By Walter Wright
Advertiser Staff Writer
After North Vietnam took Saigon 25 years ago, it imprisoned Army Lt. Nahiep Pham for five years and police Lt. Col. Muoi Le for 10 years, both in a "re-education camp" at Ninh Quang near the Chinese border.
But Pham, now 61, and Le, 73, didnt learn their lessons.
The old soldiers stood guard yesterday at a booth in Kapiolani Park where a sign asked passers-by to donate to the Disabled Veterans of the Republic of Vietnam.
Five South Vietnamese generals who committed suicide rather than surrender to the North stared from photographs above an altar.
Posters proclaimed the work of Hoi Phu Huyen Hoc Sinh, a parent-student organization here devoted to maintaining language and culture among the children and grandchildren of men like Pham and Le.
And there were pictures from last years ao dai contest showing young girls in the traditional Vietnamese dress.
The booth was the political center of a Vietnamese lunar new year celebration attended by about 1,000 of Hawaiis 10,000 Vietnamese residents, who smiled and greeted each other with "Chuc mung nam moi," or happy new year.
The entire area was festooned with the distinctive red-striped yellow flag of the republic.

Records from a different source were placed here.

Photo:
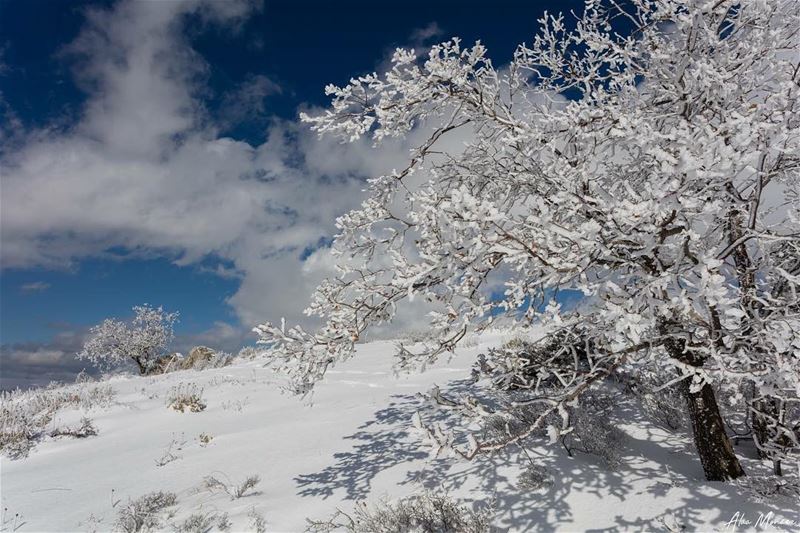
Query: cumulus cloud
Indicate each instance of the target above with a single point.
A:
(34, 286)
(145, 168)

"We hope this flag will represent Vietnam forever, because we are not recognizing the communist regime," Pham said through interpreter Steven Trung Nguyen, an insurance agent whose company sponsored the booth.
Le said he would like to visit Vietnam someday, but not under the present government.
"All my relatives, my grandfathers and uncles have passed away and are buried in Vietnam, and I want to visit them," he said.
"Every year, I ask my three older children still in Vietnam to visit the site of the family tombs in Central Vietnam, at Hue."
Phams grandchildren, Lan, 5, and Tu, 3, "do not understand the history of Vietnam, yet," the retired soldier said. "But they speak the language."